PROTOPLAST MEMBRANE OF STREPTOCOCCUS FAECALIS

Abstract

Shockman, Gerald D. (Temple University School of Medicine, Philadelphia, Pa.), Joseph J. Kolb, Bohdan Bakay, Margaret J. Conover, and Gerrit Toennies . Protoplast membrane of Streptococcus faecalis . J. Bacteriol. 85: 168–176. 1963.—The membrane fraction of Streptococcus faecalis (ATCC 9790) was isolated and purified, by a variety of procedures, from cultures that were grown under closely controlled conditions of physiological age and nutrition.
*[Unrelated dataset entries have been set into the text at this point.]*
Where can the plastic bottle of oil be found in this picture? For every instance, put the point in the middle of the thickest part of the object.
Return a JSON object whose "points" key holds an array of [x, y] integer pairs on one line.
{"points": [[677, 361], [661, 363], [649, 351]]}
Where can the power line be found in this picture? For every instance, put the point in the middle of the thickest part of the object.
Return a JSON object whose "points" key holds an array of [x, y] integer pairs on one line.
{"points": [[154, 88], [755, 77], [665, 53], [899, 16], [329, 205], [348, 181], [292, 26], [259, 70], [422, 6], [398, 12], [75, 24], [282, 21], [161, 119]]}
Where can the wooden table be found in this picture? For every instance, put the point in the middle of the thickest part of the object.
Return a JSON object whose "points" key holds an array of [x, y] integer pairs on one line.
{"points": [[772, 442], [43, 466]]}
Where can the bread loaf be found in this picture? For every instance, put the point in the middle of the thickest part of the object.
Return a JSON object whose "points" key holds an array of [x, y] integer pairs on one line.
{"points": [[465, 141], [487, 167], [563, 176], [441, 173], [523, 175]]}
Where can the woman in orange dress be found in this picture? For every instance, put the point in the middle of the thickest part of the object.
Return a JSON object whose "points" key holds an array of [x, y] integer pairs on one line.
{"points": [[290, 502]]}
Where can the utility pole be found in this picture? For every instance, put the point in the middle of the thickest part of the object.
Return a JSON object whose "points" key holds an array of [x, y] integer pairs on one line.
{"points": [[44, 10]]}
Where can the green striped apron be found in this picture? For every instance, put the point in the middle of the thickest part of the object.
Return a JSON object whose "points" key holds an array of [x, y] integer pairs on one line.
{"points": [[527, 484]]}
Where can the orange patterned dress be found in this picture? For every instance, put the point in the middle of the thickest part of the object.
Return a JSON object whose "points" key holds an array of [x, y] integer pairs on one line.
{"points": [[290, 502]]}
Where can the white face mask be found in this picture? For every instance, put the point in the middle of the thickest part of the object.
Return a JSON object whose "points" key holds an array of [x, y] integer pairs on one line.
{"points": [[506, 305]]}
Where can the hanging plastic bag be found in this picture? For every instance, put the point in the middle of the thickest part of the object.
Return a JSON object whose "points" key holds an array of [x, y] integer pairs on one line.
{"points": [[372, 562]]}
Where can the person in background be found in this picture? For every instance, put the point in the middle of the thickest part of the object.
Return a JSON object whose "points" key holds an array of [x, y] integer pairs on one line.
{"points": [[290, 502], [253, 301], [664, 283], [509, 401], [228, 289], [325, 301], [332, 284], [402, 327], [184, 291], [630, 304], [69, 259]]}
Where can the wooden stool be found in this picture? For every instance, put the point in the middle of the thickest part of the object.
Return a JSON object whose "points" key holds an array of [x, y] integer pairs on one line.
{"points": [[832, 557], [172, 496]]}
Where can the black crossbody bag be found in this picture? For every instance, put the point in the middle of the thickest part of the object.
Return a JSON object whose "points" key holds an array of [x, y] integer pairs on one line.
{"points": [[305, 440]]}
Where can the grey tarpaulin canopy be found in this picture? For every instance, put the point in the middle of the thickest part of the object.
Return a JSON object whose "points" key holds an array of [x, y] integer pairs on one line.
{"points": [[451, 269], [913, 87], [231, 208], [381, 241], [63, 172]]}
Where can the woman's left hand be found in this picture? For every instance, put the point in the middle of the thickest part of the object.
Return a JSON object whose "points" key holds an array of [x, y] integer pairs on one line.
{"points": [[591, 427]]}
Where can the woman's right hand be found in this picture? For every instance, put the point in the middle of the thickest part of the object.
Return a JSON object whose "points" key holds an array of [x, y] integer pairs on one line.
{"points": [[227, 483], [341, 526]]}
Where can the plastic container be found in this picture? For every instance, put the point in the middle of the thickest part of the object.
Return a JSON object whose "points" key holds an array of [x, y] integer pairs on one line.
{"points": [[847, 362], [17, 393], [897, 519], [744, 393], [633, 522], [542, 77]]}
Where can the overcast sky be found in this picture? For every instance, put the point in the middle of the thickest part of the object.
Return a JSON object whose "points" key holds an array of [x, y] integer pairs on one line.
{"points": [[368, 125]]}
The most satisfactory method required the use of lysozyme-to-cell ratios below 0.01 and the intermediate formation of protoplasts in osmotically protective media. Amino acid analyses of three of the membrane preparations indicated a characteristic and constant, but not unusual, pattern; 42% of the membranes from threonine-depleted and 49 to 55% of the membranes from log-phase cultures were accounted for as protein. Significant quantities of d -alanine or d -aspartic acid were not detected, indicating the absence of contaminating cell-wall substance. Essentially, all of the nitrogen was accounted for as amino acids. The lipid content of membranes from stationary-phase threonine-depleted (36%) and valine-depleted (40%) cultures was significantly higher than the corresponding fraction of exponential-phase cultures (28%). The phosphorus content of the membrane lipid was relatively constant (2.8 to 3.0%), and the nitrogen content was extremely low (0.12 to 0.26%). Thus, changes in the composition of the membrane fraction occurred during the transition of log-phase cells into threonine- or valine-depleted cells.